Connecting Mixpeek to S3 requires granting Mixpeek read access to your bucket. We recommend using an IAM Role for enhanced security, but you can also use an IAM User with access keys.

1

Create IAM Policy

First, create an IAM policy that grants the necessary permissions for Mixpeek to list and read objects from your S3 bucket.

  1. Navigate to the IAM service in your AWS Console.

  2. Go to Policies and click Create policy.

  3. Switch to the JSON tab and paste the following policy document. Remember to replace YOUR_BUCKET_NAME with the actual name of your S3 bucket.

    {
        "Version": "2012-10-17",
        "Statement": [
            {
                "Effect": "Allow",
                "Action": [
                    "s3:ListBucket"
                ],
                "Resource": [
                    "arn:aws:s3:::YOUR_BUCKET_NAME"
                ]
            },
            {
                "Effect": "Allow",
                "Action": [
                    "s3:GetObject"
                ],
                "Resource": [
                    "arn:aws:s3:::YOUR_BUCKET_NAME/*"
                ]
            }
        ]
    }
    
  4. Click Next: Tags, then Next: Review.

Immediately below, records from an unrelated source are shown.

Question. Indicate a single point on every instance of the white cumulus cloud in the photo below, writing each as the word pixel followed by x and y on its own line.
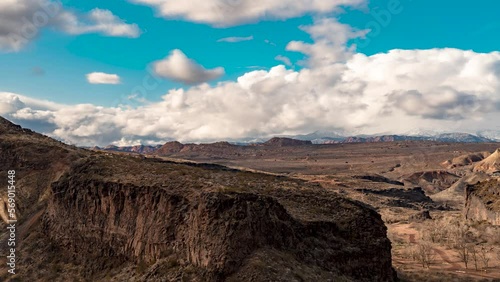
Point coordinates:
pixel 235 39
pixel 398 91
pixel 21 22
pixel 177 66
pixel 233 12
pixel 103 78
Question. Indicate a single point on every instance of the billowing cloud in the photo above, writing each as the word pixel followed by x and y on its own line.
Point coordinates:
pixel 283 59
pixel 233 12
pixel 235 39
pixel 177 66
pixel 99 21
pixel 398 91
pixel 102 78
pixel 21 21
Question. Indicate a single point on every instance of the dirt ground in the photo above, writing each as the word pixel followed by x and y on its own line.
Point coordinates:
pixel 446 262
pixel 339 166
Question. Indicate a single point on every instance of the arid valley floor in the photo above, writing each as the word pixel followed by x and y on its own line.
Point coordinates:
pixel 280 212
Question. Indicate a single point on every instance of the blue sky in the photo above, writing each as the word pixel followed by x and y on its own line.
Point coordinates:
pixel 67 58
pixel 53 67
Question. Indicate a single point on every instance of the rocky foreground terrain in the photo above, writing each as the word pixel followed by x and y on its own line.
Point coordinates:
pixel 439 200
pixel 96 216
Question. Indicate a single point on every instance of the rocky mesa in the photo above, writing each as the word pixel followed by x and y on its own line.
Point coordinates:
pixel 482 202
pixel 98 216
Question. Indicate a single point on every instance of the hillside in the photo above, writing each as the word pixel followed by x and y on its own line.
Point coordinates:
pixel 96 216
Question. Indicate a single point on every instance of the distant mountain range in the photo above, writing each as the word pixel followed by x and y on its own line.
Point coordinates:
pixel 320 138
pixel 316 138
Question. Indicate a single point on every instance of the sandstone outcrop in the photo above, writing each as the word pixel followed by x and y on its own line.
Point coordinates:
pixel 97 216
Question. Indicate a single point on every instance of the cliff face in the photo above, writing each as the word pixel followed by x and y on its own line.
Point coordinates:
pixel 97 216
pixel 211 228
pixel 482 202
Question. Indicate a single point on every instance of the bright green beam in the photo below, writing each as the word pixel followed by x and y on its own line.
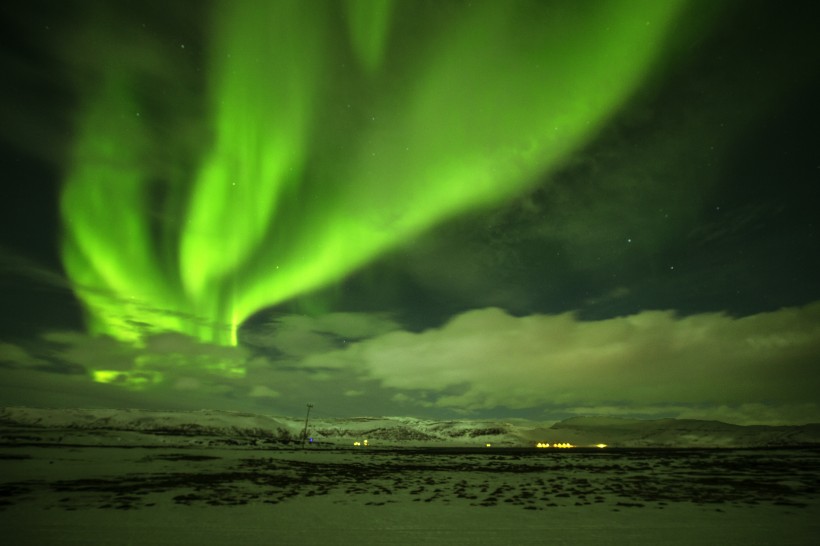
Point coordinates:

  5. Give the policy a descriptive name (e.g., MixpeekS3ReadAccessPolicy) and click Create policy.

2

Create IAM User or Role

Choose one of the following authentication methods:

Option A: IAM User (Simpler Setup)

  1. In the IAM service, go to Users and click Add users.
  2. Enter a user name (e.g., mixpeek-s3-user).
  3. Select Access key - Programmatic access as the AWS credential type.
  4. Click Next: Permissions.
  5. Choose Attach existing policies directly.
  6. Search for and select the policy you created in the previous step (e.g., MixpeekS3ReadAccessPolicy).
  7. Click Next: Tags, then Next: Review, then Create user.
  8. Important: Copy the Access key ID and Secret access key. You will need these to configure the connection in Mixpeek. Store them securely.

Option B: IAM Role (Recommended for Security)

  • Follow AWS best practices to create an IAM role that Mixpeek can assume. This typically involves setting up a trust policy allowing Mixpeek’s AWS account (or a specific identifier provided by Mixpeek) to assume the role.
  • Attach the MixpeekS3ReadAccessPolicy created in the previous step to this role.
  • You will use the Role ARN when configuring the connection in Mixpeek instead of access keys. (Consult Mixpeek’s specific requirements for Role ARN setup if available).
3

Add S3 Connection in Mixpeek

  1. Navigate to the Integrations or Data Sources section in your Mixpeek dashboard (or Mixpeek Studio).
  2. Click Add Connection or New Source and select AWS S3.
  3. Enter the required details:
    • Bucket Name: The name of your S3 bucket (e.g., YOUR_BUCKET_NAME).
    • Region: The AWS region where your bucket is located (e.g., us-east-1).
    • Authentication:
      • If using an IAM User: Provide the Access Key ID and Secret Access Key obtained previously.
      • If using an IAM Role: Provide the Role ARN obtained previously.
    • Optionally, specify a Prefix if you only want Mixpeek to process files within a specific folder in your bucket.
  4. Click Test Connection (if available) to verify the credentials and permissions.
  5. Click Save or Connect.

Verification

Once connected, Mixpeek should start discovering files in your specified S3 bucket (and prefix, if provided). You can monitor the ingestion status within the Mixpeek Studio. Depending on your pipeline configuration, feature extraction and indexing will begin automatically for supported file types.

If you encounter issues, double-check the IAM policy permissions and the credentials provided in Mixpeek. Ensure the bucket name and region are correct.